Donny Nordlicht, Associate Web Editor
I'll concede that empirically the Camaro convertible may be inferior to its coupe progenitor. Yet the two serve different purposes, and there is no denying that this is subjectively one of the coolest cars in which to spend a sunny summer evening.
Sure, the gearbox is notchy and heavy, the clutch spring too aggressive, and the interior a bit cheap. So what? Muscle cars were never about sophistication. The goal of a convertible muscle car is to mix big-block grunt with top-down cruising. Removing the roof makes for a Camaro that jiggles and shakes over rough roads, but it also allows you to fully revel in the exhaust note of the 6.2-liter V-8 while cruising around town. Nobody buys a Camaro SS convertible for full-on track attacks -- they buy one because it looks, sounds, and feels fun.
In that respect, this Camaro succeeds. It got enthusiastic stares, smiles, and comments from friends and family -- and strangers. I woke up early so I'd have more time to drive the car on a beautiful 65-degree morning before work. And I blipped the throttle for every single downshift, so as to better enjoy the grumbles and pops from the exhaust.

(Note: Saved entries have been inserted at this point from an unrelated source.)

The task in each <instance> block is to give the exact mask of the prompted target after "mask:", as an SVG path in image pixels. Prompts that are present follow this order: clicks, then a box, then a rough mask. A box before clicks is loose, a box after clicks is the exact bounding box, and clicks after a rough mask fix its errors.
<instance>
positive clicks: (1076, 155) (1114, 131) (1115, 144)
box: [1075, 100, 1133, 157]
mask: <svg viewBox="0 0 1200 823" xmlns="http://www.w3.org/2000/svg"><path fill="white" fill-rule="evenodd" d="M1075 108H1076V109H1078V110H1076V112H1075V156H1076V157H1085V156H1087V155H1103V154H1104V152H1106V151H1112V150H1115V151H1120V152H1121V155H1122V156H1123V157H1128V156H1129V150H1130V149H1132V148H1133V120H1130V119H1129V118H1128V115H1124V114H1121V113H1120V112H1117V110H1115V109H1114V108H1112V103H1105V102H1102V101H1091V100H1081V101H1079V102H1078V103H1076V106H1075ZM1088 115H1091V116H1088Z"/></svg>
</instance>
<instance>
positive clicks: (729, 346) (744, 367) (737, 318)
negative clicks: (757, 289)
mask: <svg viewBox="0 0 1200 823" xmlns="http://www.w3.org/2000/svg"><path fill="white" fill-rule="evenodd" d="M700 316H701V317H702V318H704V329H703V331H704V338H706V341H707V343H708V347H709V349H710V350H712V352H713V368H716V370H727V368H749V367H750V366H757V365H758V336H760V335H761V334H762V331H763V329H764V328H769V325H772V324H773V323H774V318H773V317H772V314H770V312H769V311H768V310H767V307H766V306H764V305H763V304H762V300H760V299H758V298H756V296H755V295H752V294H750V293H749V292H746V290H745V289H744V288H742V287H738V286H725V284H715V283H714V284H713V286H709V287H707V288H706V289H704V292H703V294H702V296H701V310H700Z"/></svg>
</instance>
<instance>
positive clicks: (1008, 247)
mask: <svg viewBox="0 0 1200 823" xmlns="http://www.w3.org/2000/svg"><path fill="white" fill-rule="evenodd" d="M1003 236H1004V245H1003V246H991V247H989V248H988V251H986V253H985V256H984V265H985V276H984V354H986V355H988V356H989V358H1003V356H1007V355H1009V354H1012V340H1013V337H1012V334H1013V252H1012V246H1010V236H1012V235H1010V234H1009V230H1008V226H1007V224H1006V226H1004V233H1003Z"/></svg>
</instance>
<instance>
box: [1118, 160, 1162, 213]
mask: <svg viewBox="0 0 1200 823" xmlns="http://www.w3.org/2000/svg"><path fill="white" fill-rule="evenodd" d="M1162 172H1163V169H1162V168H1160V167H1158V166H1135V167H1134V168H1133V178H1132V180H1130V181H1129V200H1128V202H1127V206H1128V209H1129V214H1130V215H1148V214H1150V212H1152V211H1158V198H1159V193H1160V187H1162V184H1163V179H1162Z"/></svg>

Back in the winter I confidently told a friend that the Camaro convertible would be The Hot Car to have in summer 2011. So far I haven't seen many around, and Chevrolet confirms that convertibles account for just 20 percent of Camaro sales. That's too bad -- I might be tempted to buy a gently used SS convertible in a few years' time, so I want lots of people to buy them now and keep resale prices low.
Jake Holmes, Associate Web Editor
It's easy to pick on the Camaro. It left the market for a long time and returned to the game with some pretty serious issues: The platform it rides on wasn't really intended for the U.S. market, so the interior isn't as useable as we'd like -- there's no way to put in a navigation unit without spending a lot of development dollars and OnStar isn't an acceptable substitute. It's very heavy. There were far too many compromises made for the design than hinder day-to-day use in terms of visibility and a functional trunk. But it's selling incredibly well.
The type of people buying Camaros and Camaro convertibles aren't looking for lap times, Lotus-like steering feel, or even a practical trunk. They value design, a killer exhaust note, and maybe a connection to the Transformers movies. I'm not willing to say these folks aren't car guys and girls, but the Camaro easily appeals to more of the non-enthusiast population than a more track-oriented toy.
I find it funny that so many of the people who demand GM and Ford bring more of their rear-wheel drive vehicles that are currently sold in Australia to the U.S. don't particularly care for the Camaro. Perhaps those vehicles are designed too specifically for the Australian market and can't be converted to please the consumers in this country at a reasonable cost.
I don't want to own a Camaro, but I do see the appeal in the car for people who love to cruise. There's a strong V-8, solid design, and now the ability to drop the top and bask in the sun.